Un rééquilibrage entre l'État et le marché est nécessaire pour atténuer les effets de la crise, créer
une résilience aux chocs extérieurs grâce à une plus grande diversification et à une transformation
structurelle, et promouvoir un mode de croissance plus partagé et à plus forte intensité d'emplois. Se
fondant sur les enseignements tirés de modèles dynamiques d'économie mixte, le Rapport analyse
le rôle et les fonctions de l'État s'agissant d'atténuer les contraintes et les obstacles structurels, dont
un investissement insuffisant, qui pèsent sur l'accroissement de la productivité et le renforcement
des capacités productives. Surmonter ces contraintes passe par la mise en place d'un cadre intégré
de politiques sectorielles agricoles et industrielles étayées par des politiques macroéconomiques de
croissance. Dans ce contexte, la gouvernance du développement vise à promouvoir la capacité créative
des marchés de stimuler le changement économique, sur la base d'un contrat social permettant la
participation aux décisions et favorisant une plus grande expression publique.
Le Rapport souligne qu'il n'existe pas de modèle de développement unique et parfait applicable à tous
les pays, et il préconise donc la diversité des orientations et l'apprentissage institutionnel. Il reconnaît
qu'il existe de profondes complémentarités intrinsèques entre le secteur public et le secteur privé. Tout
en rappelant la nécessité de l'aide publique au développement, le Rapport insiste sur l'appropriation
nationale des politiques.
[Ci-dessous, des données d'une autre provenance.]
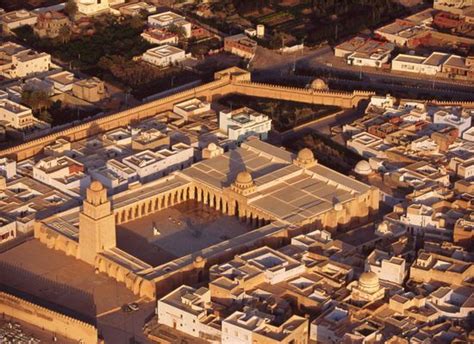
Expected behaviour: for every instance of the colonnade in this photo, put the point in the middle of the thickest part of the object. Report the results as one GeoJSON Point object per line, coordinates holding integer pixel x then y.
{"type": "Point", "coordinates": [219, 200]}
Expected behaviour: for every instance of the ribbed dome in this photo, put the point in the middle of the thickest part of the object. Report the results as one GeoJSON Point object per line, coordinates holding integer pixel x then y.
{"type": "Point", "coordinates": [369, 282]}
{"type": "Point", "coordinates": [305, 155]}
{"type": "Point", "coordinates": [243, 178]}
{"type": "Point", "coordinates": [363, 168]}
{"type": "Point", "coordinates": [319, 84]}
{"type": "Point", "coordinates": [96, 186]}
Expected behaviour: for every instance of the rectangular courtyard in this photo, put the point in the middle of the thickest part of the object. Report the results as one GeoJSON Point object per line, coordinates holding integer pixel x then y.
{"type": "Point", "coordinates": [177, 231]}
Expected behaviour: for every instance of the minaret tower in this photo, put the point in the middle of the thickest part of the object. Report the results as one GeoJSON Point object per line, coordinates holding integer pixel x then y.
{"type": "Point", "coordinates": [96, 223]}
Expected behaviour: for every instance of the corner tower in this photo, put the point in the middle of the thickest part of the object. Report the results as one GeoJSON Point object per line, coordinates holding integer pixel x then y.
{"type": "Point", "coordinates": [96, 223]}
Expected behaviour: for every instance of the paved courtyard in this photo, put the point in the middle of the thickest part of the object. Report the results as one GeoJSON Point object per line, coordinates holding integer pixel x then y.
{"type": "Point", "coordinates": [184, 229]}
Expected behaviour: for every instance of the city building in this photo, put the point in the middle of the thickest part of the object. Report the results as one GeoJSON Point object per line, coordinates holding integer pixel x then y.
{"type": "Point", "coordinates": [133, 9]}
{"type": "Point", "coordinates": [62, 173]}
{"type": "Point", "coordinates": [63, 81]}
{"type": "Point", "coordinates": [244, 122]}
{"type": "Point", "coordinates": [92, 90]}
{"type": "Point", "coordinates": [13, 20]}
{"type": "Point", "coordinates": [50, 24]}
{"type": "Point", "coordinates": [93, 7]}
{"type": "Point", "coordinates": [240, 45]}
{"type": "Point", "coordinates": [151, 165]}
{"type": "Point", "coordinates": [22, 200]}
{"type": "Point", "coordinates": [16, 115]}
{"type": "Point", "coordinates": [164, 55]}
{"type": "Point", "coordinates": [168, 19]}
{"type": "Point", "coordinates": [359, 51]}
{"type": "Point", "coordinates": [18, 62]}
{"type": "Point", "coordinates": [160, 36]}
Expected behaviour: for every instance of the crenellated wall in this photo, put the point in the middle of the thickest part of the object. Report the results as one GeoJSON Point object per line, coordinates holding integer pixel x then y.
{"type": "Point", "coordinates": [49, 320]}
{"type": "Point", "coordinates": [227, 81]}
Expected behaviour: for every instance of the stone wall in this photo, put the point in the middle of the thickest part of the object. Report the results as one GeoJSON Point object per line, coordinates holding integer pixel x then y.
{"type": "Point", "coordinates": [227, 81]}
{"type": "Point", "coordinates": [47, 319]}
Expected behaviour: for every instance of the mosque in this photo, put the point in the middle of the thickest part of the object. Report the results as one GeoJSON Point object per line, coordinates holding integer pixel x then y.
{"type": "Point", "coordinates": [279, 193]}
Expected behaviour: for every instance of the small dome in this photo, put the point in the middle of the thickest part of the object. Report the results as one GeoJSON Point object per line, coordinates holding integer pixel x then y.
{"type": "Point", "coordinates": [383, 227]}
{"type": "Point", "coordinates": [369, 282]}
{"type": "Point", "coordinates": [243, 178]}
{"type": "Point", "coordinates": [319, 84]}
{"type": "Point", "coordinates": [96, 186]}
{"type": "Point", "coordinates": [305, 155]}
{"type": "Point", "coordinates": [363, 168]}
L'apprentissage institutionnel demande du temps et des ressources, et disposer
d'une marge d'action suffisante est donc essentiel à son succès à long terme.
Le Rapport reconnaît que les gouvernements des PMA ont un rôle fondamental à jouer dans la
restructuration de leur économie, le développement de leurs capacités productives et la mise en
place de conditions permettant d'assurer une croissance de rattrapage, y compris l'apprentissage et
l'accumulation de connaissances au niveau aussi bien des entreprises que des exploitations agricoles.
La crise confirme que ce type d'orientation est la seule option viable pour les PMA. Cela impliquera
d'élargir et d'adapter l'action publique à de petites économies en développement ouvertes. Le Rapport
propose, dans leurs grandes lignes mais de façon concrète, une autre stratégie économique possible
et un nouveau programme aux décideurs dans les PMA, englobant le renforcement des capacités
institutionnelles et le renforcement d'un État développementiste complémentaire du marché.